Im Übrigen sind auch die Regelungen in R 3b der Lohnsteuer-Richtlinien (LStR) erkennbar davon getragen, dass bei der Ermittlung des Grundlohns nicht auf den zugeflossenen, sondern den arbeitsvertraglich geschuldeten Arbeitslohn abzustellen ist (R 3b Abs. 2 Satz 2 Nr. 2 Buchst. a LStR).

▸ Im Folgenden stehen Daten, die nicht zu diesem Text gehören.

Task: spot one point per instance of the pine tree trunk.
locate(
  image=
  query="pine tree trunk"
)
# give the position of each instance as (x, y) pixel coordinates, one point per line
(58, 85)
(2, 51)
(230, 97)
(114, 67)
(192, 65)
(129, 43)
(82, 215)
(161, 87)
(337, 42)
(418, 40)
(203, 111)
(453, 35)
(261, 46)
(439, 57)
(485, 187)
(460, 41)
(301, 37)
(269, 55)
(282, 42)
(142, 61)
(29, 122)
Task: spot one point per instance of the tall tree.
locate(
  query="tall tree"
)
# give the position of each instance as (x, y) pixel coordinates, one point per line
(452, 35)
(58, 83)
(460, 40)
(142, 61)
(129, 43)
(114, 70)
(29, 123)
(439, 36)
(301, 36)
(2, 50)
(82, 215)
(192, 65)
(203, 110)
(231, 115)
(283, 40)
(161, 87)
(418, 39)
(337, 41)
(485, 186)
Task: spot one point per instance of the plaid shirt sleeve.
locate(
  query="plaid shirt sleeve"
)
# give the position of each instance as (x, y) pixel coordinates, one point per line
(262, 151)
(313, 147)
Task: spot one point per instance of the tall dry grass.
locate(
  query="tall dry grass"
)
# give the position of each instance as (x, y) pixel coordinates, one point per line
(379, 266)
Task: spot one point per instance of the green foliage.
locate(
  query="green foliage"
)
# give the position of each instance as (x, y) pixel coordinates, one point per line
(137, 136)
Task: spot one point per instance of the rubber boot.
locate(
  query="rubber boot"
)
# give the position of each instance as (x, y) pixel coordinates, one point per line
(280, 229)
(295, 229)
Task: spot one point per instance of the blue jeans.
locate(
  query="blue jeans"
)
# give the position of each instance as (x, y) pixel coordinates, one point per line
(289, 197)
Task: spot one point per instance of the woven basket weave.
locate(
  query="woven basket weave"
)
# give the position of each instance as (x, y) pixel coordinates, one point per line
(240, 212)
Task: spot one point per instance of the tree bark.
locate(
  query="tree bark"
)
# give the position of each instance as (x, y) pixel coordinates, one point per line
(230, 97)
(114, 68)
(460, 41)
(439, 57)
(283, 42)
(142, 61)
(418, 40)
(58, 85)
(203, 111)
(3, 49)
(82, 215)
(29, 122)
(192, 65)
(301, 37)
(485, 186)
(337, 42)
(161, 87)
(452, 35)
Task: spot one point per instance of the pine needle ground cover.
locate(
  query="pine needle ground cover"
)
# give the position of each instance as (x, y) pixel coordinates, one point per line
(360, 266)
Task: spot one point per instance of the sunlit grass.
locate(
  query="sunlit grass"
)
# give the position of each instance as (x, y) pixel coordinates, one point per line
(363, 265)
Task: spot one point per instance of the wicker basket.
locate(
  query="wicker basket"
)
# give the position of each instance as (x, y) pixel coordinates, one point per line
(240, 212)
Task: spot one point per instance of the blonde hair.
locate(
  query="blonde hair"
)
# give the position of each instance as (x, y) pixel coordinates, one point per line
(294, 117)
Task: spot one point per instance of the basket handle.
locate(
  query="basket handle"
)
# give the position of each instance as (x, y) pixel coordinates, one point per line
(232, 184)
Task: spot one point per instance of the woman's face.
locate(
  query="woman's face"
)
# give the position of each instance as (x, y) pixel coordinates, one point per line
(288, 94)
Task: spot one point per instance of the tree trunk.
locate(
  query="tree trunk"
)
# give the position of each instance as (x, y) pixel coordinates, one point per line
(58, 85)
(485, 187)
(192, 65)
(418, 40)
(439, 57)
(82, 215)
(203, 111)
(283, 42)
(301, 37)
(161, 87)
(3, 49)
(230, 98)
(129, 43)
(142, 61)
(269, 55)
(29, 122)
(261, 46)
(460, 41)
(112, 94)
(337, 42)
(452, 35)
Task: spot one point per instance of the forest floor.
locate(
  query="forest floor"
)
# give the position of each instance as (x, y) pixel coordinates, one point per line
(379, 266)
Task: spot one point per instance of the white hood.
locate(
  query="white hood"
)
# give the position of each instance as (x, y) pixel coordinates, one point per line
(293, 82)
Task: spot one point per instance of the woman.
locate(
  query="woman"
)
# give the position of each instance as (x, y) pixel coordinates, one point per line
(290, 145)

Die Höhe der Steuerfreiheit von Zuschlägen für Sonntags-, Feiertags- oder Nachtarbeit ist somit nicht nach dem laufenden Arbeitslohn, der dem Arbeitnehmer bei der für ihn maßgebenden regelmäßigen Arbeitszeit für den jeweiligen Lohnzahlungszeitraum zufließt, sondern nach dem vereinbarten, das heißt dem arbeitsvertraglich geschuldeten Grundlohn zu bemessen. Demzufolge waren im Streitfall die von der Steuerpflichtigen gewährten Zuschläge für Sonntags-, Feiertags- oder Nachtarbeit in der geltend gemachten Höhe steuerfrei.